VoxScribe
Privacy-first local AI voice dictation with real-time speech-to-text, intelligent text editing, and global text injection.
Why This Project
I built VoxScribe because voice input should be private, fast, and work everywhere — without sending your words to the cloud. Goal: let users dictate into any app with real-time transcription and AI-powered text cleanup, all running locally.
Standout Features
- Real-time voice capture with Web Audio API and live waveform visualization
- Browser-native speech-to-text via SpeechRecognition API with interim results
- Three edit modes: Raw (no changes), Light Edit (grammar + filler removal), Aggressive Rewrite (full tone transformation)

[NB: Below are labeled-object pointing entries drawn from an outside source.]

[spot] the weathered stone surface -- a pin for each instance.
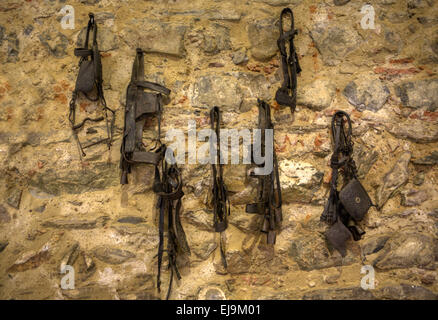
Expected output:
(70, 256)
(76, 223)
(245, 222)
(149, 35)
(394, 179)
(317, 95)
(63, 195)
(406, 292)
(14, 198)
(238, 262)
(415, 130)
(400, 292)
(12, 48)
(252, 87)
(406, 250)
(374, 244)
(431, 159)
(32, 259)
(310, 252)
(419, 94)
(413, 4)
(131, 219)
(55, 42)
(412, 198)
(106, 39)
(203, 249)
(263, 35)
(299, 180)
(418, 179)
(340, 2)
(276, 3)
(216, 39)
(4, 215)
(212, 90)
(364, 159)
(100, 176)
(211, 293)
(366, 94)
(90, 292)
(239, 56)
(226, 14)
(339, 294)
(112, 255)
(200, 218)
(335, 42)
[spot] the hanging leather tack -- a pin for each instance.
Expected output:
(287, 94)
(221, 203)
(269, 191)
(89, 79)
(345, 208)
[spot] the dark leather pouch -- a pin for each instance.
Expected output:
(338, 235)
(85, 80)
(355, 199)
(283, 98)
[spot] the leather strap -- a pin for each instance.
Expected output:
(269, 199)
(342, 158)
(287, 93)
(139, 106)
(169, 191)
(221, 203)
(93, 54)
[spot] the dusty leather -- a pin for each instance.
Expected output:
(221, 203)
(345, 208)
(89, 83)
(269, 201)
(287, 94)
(139, 106)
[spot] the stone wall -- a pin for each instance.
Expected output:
(57, 210)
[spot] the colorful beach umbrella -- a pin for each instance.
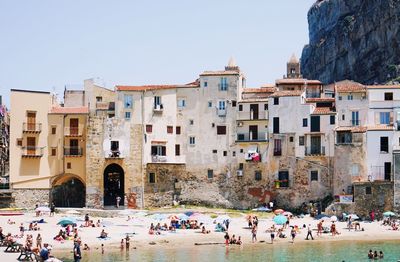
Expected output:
(280, 220)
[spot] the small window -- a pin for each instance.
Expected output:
(388, 96)
(152, 178)
(301, 140)
(210, 173)
(314, 175)
(221, 130)
(257, 175)
(332, 120)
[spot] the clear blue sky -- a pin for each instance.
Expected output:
(47, 44)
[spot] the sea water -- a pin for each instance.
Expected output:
(308, 251)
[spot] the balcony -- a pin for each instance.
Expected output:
(32, 128)
(73, 131)
(248, 137)
(73, 151)
(314, 151)
(32, 152)
(158, 108)
(249, 115)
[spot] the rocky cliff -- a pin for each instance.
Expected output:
(353, 39)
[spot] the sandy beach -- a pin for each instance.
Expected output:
(138, 227)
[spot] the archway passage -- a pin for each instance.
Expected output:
(70, 193)
(113, 185)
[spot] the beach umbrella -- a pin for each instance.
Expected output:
(43, 209)
(333, 218)
(66, 221)
(278, 211)
(389, 214)
(280, 219)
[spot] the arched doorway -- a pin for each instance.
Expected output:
(113, 184)
(70, 193)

- Tone selector: Casual, Professional, or Concise output styles
- Canvas-based waveform visualizer with bar and wave rendering modes
- Dictation history with copy-to-clipboard support
- Keyboard shortcut support (Space to toggle recording)
- Dark-mode-first glassmorphism UI designed to feel like a native desktop app
Tech Stack
- Next.js 16 + React 19 + TypeScript
- Tailwind CSS v4 + shadcn/ui
- Web Audio API (AnalyserNode for real-time frequency data)
- SpeechRecognition API (browser-native STT)
- Canvas API (waveform rendering)
- Tauri-ready architecture (IPC structure for Rust backend)
Quick Run
pnpm install
pnpm devNo environment variables required — everything runs locally in the browser.